As to the motivation of German politicians in integrating the “Old Continent”, we can see in the European negotiations how they fought for the privileges of integration of old East German (GDR) areas. They did not consider the countries of the east, including Poland, at all. So they were devastated economically by the GDR style-socialist.
The camps that Chwin and Wroński are in represent an idealised vision of Germany. Reach for the book by Samuel Salzborn, published by the Pilecki Institute last year “Collective Innocence. Expulsion of the Shoah in German memory”. The title itself speaks volumes.
The author is a German political scientist.

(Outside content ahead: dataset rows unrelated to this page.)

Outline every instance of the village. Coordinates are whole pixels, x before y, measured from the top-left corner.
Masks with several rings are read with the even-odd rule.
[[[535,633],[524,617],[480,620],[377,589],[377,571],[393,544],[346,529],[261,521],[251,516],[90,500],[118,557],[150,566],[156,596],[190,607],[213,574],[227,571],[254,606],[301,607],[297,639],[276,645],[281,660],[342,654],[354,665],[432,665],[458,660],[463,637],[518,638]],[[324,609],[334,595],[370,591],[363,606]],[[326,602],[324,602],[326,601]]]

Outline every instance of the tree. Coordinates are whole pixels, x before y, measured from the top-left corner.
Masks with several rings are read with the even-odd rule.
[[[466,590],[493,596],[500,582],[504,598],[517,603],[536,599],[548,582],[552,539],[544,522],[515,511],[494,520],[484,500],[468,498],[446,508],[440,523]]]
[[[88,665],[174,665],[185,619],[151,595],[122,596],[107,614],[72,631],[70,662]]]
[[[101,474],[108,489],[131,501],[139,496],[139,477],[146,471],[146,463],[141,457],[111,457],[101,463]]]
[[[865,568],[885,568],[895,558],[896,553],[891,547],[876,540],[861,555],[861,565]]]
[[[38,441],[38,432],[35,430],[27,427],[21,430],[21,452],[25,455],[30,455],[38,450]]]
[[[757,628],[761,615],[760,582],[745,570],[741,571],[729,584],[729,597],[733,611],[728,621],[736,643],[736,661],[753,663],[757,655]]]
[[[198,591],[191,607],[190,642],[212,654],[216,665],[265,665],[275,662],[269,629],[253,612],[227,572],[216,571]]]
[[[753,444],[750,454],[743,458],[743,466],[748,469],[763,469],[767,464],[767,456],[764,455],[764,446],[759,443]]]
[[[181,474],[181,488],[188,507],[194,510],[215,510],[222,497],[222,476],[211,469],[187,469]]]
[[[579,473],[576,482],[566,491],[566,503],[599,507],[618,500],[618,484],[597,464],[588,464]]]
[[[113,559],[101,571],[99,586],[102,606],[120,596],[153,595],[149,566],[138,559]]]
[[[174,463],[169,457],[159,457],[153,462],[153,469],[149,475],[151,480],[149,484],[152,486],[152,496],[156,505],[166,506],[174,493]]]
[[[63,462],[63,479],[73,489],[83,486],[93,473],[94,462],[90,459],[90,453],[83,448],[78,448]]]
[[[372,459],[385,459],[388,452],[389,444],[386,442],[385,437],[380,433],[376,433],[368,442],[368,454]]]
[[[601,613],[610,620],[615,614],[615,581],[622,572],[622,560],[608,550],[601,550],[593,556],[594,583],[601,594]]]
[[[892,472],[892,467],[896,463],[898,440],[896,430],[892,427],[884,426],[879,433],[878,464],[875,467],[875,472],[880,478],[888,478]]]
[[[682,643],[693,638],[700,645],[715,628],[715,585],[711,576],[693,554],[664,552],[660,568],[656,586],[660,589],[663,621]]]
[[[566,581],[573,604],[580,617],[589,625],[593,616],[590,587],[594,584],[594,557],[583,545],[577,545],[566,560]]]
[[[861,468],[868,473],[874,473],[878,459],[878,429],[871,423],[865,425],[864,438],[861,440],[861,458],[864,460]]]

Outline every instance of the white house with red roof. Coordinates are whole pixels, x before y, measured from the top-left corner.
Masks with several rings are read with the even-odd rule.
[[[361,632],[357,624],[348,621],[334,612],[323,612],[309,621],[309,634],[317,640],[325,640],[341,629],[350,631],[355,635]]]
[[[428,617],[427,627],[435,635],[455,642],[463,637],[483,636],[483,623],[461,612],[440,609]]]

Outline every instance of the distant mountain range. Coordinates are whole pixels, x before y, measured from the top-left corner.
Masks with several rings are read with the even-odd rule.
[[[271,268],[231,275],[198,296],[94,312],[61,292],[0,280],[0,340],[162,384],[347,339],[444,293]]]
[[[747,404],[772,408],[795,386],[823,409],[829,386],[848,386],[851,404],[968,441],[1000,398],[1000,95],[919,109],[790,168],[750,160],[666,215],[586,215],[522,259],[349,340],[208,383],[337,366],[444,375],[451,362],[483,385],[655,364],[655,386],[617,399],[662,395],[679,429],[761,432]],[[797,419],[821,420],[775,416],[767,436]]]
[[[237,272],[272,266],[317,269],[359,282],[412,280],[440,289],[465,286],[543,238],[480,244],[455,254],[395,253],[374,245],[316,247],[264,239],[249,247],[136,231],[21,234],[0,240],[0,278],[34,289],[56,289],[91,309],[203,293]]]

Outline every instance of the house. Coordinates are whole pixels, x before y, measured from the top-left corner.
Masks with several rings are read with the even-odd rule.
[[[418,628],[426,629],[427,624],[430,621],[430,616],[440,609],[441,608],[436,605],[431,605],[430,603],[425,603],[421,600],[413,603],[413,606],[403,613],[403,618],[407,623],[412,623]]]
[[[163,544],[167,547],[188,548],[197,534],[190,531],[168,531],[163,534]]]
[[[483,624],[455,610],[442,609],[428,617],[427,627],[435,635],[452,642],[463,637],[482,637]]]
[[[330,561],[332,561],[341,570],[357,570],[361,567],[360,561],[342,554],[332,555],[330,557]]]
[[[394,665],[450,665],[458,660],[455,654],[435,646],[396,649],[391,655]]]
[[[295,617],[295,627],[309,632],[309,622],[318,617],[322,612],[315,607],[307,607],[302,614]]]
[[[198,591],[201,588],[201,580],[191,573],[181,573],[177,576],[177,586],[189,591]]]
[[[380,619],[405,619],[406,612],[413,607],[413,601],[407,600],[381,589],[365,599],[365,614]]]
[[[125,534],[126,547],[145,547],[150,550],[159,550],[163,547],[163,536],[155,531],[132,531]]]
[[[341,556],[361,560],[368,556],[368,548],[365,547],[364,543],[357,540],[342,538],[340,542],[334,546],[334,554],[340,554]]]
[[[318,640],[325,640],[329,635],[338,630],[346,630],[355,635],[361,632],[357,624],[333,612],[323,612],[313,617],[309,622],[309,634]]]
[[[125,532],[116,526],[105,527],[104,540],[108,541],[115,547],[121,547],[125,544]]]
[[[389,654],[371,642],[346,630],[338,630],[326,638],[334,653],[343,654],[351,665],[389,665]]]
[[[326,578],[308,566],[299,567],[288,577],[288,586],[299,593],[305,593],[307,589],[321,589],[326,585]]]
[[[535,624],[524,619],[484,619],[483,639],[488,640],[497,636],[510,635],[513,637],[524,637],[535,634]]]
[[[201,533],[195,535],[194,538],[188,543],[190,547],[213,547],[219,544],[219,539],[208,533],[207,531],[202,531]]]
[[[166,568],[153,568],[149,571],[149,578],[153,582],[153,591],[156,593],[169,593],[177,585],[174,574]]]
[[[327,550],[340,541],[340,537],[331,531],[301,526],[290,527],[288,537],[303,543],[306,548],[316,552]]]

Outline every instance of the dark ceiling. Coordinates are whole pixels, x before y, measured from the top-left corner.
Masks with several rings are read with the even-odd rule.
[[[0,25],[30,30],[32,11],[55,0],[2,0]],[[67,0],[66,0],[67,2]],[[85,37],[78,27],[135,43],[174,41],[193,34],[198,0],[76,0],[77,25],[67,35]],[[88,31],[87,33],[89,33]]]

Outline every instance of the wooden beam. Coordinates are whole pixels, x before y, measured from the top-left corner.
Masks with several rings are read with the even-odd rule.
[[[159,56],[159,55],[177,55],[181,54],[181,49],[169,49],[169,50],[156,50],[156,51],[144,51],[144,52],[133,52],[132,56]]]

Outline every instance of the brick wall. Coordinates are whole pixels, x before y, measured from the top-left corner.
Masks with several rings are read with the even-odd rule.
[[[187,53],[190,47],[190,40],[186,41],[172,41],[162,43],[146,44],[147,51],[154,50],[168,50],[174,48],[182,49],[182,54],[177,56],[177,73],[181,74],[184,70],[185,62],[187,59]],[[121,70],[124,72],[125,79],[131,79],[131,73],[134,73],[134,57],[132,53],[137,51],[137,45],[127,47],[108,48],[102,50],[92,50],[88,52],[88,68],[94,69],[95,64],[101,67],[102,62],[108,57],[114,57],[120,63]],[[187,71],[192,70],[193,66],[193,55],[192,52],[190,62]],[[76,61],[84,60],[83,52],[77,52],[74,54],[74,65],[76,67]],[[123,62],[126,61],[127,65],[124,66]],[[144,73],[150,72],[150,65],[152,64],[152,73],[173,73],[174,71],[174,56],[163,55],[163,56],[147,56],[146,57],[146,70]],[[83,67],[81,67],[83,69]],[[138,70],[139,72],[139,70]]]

Since 2020 he has been employed in the Berlin province as advisor on antisemitic affairs.
Salzborn, relying on data from multiple sources postulates, that German exculpation and regret about the crimes of the Third Reich are but a fiction. Only a handful of thinkers tackled the painful experience of the Nazi past. They did not have any punch within German society. But in mass culture, and in popular culture especially, there is a climate of self-victimisation, portraying the German nation as a nation also equally damaged by the second world war. This is the reason why the matter of the German expellees figures in German public debate.
We should agree with about Chwin’s observations, abstracting from what Salzborn states. He is right when he says that “today’s Germans, who are to pay us, are absolutely the opposite of the Germans of the Third Reich”.